On the opposite side of the dispute, the war of 1982 – known in Argentina as the ‘righteous cause in the hands of bastards’ – was not taught in Falklands’ schools up until 1999.
The ‘Malvinas Cause’ in the Constitution
In 1994, former Senator Eduardo Menem pushed for the introduction of the so-called ‘first provisional clause’ in the National Constitution. The clause requires the government to peacefully “seek to retrieve full sovereignty over the [contended] territories and maritime spaces.”
“[In doing so,] it imposes to respect the life and the customs of the islanders, which above all means to respect their interests,” Eduardo Menem recently answered to Luis Alberto Romero, who had questioned the islands’ sovereignty from the same La Nación columns. In his comment, Menem also added that it was in the islanders’ own interest to become Argentine.
“If we stick to the Constitution, there is no way Argentina and the UK can negotiate a middle-ground position. The constitution imposes to seek the full sovereignty,” Vicente Palermo explains. “However, this can’t be done whilst respecting their lives: it is a contradiction in terms since the kelpers have a clear political will and do not want to be Argentine.”
Vicente Palermo has raised the same point with 16 other intellectuals in an open letter published in February.
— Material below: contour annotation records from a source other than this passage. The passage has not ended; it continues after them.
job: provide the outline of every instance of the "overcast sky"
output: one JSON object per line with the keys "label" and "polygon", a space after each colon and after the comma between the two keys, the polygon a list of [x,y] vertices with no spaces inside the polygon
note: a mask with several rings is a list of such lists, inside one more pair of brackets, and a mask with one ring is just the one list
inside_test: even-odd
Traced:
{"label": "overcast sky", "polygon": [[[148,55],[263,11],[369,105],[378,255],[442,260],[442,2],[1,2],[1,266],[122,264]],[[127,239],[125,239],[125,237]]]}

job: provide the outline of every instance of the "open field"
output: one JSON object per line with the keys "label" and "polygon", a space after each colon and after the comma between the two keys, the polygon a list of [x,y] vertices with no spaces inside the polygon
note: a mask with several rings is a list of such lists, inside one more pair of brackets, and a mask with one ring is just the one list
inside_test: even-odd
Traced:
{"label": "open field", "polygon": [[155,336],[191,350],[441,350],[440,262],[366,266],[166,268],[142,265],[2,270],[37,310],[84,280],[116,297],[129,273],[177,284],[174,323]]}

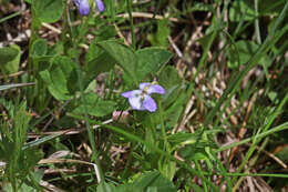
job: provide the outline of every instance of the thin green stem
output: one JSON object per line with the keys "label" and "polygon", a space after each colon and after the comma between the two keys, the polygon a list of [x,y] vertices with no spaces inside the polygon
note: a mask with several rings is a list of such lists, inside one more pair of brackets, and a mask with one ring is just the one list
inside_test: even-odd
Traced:
{"label": "thin green stem", "polygon": [[261,34],[260,34],[260,27],[259,27],[259,18],[258,18],[258,0],[254,0],[254,8],[255,8],[255,31],[258,44],[261,44]]}
{"label": "thin green stem", "polygon": [[[90,13],[89,17],[92,17],[92,14]],[[74,52],[76,52],[78,43],[80,42],[79,40],[84,36],[84,32],[80,32],[80,36],[76,39],[73,31],[72,31],[72,24],[71,24],[71,21],[70,21],[69,18],[68,18],[68,23],[69,23],[70,29],[71,29],[71,37],[72,37],[72,41],[73,41],[73,50],[74,50]],[[81,29],[85,28],[86,26],[88,26],[88,19],[84,21],[84,23],[82,23]],[[85,120],[85,127],[86,127],[86,131],[88,131],[89,142],[90,142],[92,150],[93,150],[92,161],[94,161],[96,166],[97,166],[99,175],[96,175],[96,176],[97,176],[99,182],[101,182],[101,181],[104,181],[104,174],[103,174],[103,171],[102,171],[102,168],[101,168],[100,160],[97,158],[99,152],[97,152],[95,140],[94,140],[94,133],[93,133],[93,129],[90,125],[90,119],[89,119],[89,115],[88,115],[88,112],[86,112],[88,111],[88,109],[86,109],[88,102],[86,102],[86,99],[84,97],[82,68],[81,68],[79,58],[74,57],[73,59],[76,62],[75,65],[76,65],[76,72],[78,72],[78,78],[79,78],[80,98],[81,98],[81,102],[83,104],[83,113],[84,113],[84,120]]]}
{"label": "thin green stem", "polygon": [[132,17],[132,0],[126,0],[126,6],[128,10],[128,19],[130,19],[130,28],[131,28],[131,36],[132,36],[132,48],[136,49],[136,37],[134,33],[134,23],[133,23],[133,17]]}

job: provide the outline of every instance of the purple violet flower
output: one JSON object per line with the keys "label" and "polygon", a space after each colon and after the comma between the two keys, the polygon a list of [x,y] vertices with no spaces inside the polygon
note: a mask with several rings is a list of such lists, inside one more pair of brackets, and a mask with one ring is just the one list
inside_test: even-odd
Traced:
{"label": "purple violet flower", "polygon": [[95,0],[96,4],[97,4],[97,10],[100,12],[104,11],[104,3],[102,2],[102,0]]}
{"label": "purple violet flower", "polygon": [[[102,0],[95,0],[100,12],[104,11],[104,3]],[[74,3],[79,7],[80,14],[88,16],[90,12],[89,0],[74,0]]]}
{"label": "purple violet flower", "polygon": [[143,82],[140,83],[138,90],[132,90],[123,92],[121,95],[128,99],[130,105],[133,110],[155,112],[157,109],[156,102],[150,94],[158,93],[164,94],[165,90],[156,82]]}
{"label": "purple violet flower", "polygon": [[74,0],[74,3],[79,7],[80,14],[86,16],[90,12],[89,0]]}

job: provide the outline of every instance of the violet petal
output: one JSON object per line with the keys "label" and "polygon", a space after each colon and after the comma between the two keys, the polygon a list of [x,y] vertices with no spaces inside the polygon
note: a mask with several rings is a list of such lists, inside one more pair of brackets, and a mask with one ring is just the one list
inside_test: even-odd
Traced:
{"label": "violet petal", "polygon": [[86,16],[90,12],[89,0],[79,0],[80,14]]}
{"label": "violet petal", "polygon": [[104,11],[104,3],[102,2],[102,0],[95,0],[96,4],[97,4],[97,10],[100,12]]}
{"label": "violet petal", "polygon": [[155,112],[157,109],[156,102],[148,95],[146,94],[145,100],[143,102],[143,107],[148,110],[150,112]]}

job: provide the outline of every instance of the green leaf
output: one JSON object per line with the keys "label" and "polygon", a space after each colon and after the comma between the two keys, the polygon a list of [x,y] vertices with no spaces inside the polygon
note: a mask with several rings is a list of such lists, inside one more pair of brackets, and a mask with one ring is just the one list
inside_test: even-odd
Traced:
{"label": "green leaf", "polygon": [[166,48],[168,46],[168,36],[171,33],[168,20],[163,19],[157,21],[157,31],[150,37],[151,44],[154,47]]}
{"label": "green leaf", "polygon": [[63,12],[62,0],[32,0],[32,9],[42,22],[55,22]]}
{"label": "green leaf", "polygon": [[230,21],[253,20],[255,18],[253,2],[254,1],[249,0],[233,1],[233,4],[229,9]]}
{"label": "green leaf", "polygon": [[142,81],[146,74],[155,75],[156,72],[172,58],[172,53],[161,48],[145,48],[136,52],[138,67],[137,80]]}
{"label": "green leaf", "polygon": [[[99,47],[99,49],[102,49],[102,48]],[[100,53],[97,54],[97,57],[90,60],[85,65],[85,72],[86,72],[85,84],[86,85],[93,79],[95,79],[100,73],[107,72],[111,69],[113,69],[116,63],[114,58],[111,57],[107,52],[105,52],[103,50],[99,51],[99,52]]]}
{"label": "green leaf", "polygon": [[9,61],[12,61],[16,59],[16,57],[19,54],[19,51],[14,48],[0,48],[0,60],[1,64],[6,64]]}
{"label": "green leaf", "polygon": [[127,46],[115,41],[102,41],[99,46],[105,50],[110,57],[112,57],[120,67],[130,75],[131,80],[137,84],[136,69],[137,69],[137,57],[134,51]]}
{"label": "green leaf", "polygon": [[69,100],[78,90],[75,63],[68,57],[55,57],[52,65],[40,72],[50,93],[56,100]]}
{"label": "green leaf", "polygon": [[0,49],[0,61],[8,74],[18,72],[20,57],[21,49],[17,44],[11,44],[9,48]]}
{"label": "green leaf", "polygon": [[96,191],[97,192],[116,192],[116,188],[111,183],[101,181],[101,183],[97,185]]}
{"label": "green leaf", "polygon": [[104,117],[114,111],[116,103],[114,101],[105,101],[102,98],[97,97],[95,93],[89,93],[85,97],[85,108],[80,100],[76,100],[76,108],[72,111],[74,114],[83,114],[84,110],[90,115],[94,117]]}
{"label": "green leaf", "polygon": [[[254,41],[237,41],[234,46],[226,48],[226,54],[228,57],[228,67],[238,68],[240,64],[245,64],[256,53],[258,44]],[[267,65],[269,58],[264,55],[260,63]]]}

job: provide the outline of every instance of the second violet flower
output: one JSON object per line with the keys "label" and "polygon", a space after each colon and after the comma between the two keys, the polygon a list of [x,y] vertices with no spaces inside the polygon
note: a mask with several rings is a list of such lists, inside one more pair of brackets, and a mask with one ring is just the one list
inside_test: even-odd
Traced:
{"label": "second violet flower", "polygon": [[[82,16],[89,14],[89,12],[90,12],[89,0],[73,0],[73,1],[79,7],[80,14],[82,14]],[[95,0],[95,2],[97,4],[97,10],[100,12],[103,12],[104,3],[102,2],[102,0]]]}
{"label": "second violet flower", "polygon": [[130,105],[134,110],[155,112],[157,104],[151,97],[152,93],[164,94],[165,90],[155,82],[143,82],[140,83],[138,90],[123,92],[121,95],[128,99]]}

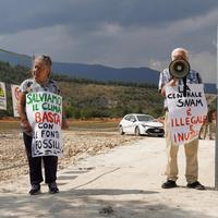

In their manifesto, ‘Malvinas: an alternative vision’ they criticised “a climate of nationalist agitation”, pointed out that the issue bears little relation to the country’s main problems, and called on Argentina to accept the rights of the islanders to self-determination.
“They were saying that perhaps we should investigate a bit deeper what Malvinas really mean to Argentines,” commented former BBC correspondent for the Americas Daniel Schweimler.
“As far as I can see, they were greeted by a barrage of insults and death threats. It would help their cause if they could open the debate a bit more, although we have books being written and people are starting to discuss the issue a bit more.”
In fact, as Palermo confirms, a second manifesto is being prepared: “Things are starting to change in Argentina. It seems to me that there are many more different voices in the opposition now. The country seems less homogeneous about it. It is a good thing.”
On the other side of the Atlantic, Schweimler states that for the British, the Falklands are still a distant worry.
“There is this often repeated story about the 1982 invasion. When it started, most of the Brits thought the invasion was off the coast of Scotland, so of course they said that ‘we should fight back’. When they realised where the Falklands were, it simply stopped being an issue. Most British people had no idea where the islands where, and now 30 years later most of the young people wouldn’t probably know where they are,” said Schweimler.
“But here, all of the Argentines have an opinion on it. Some are stronger than others, but they reflect various level of consciousness about the issue.”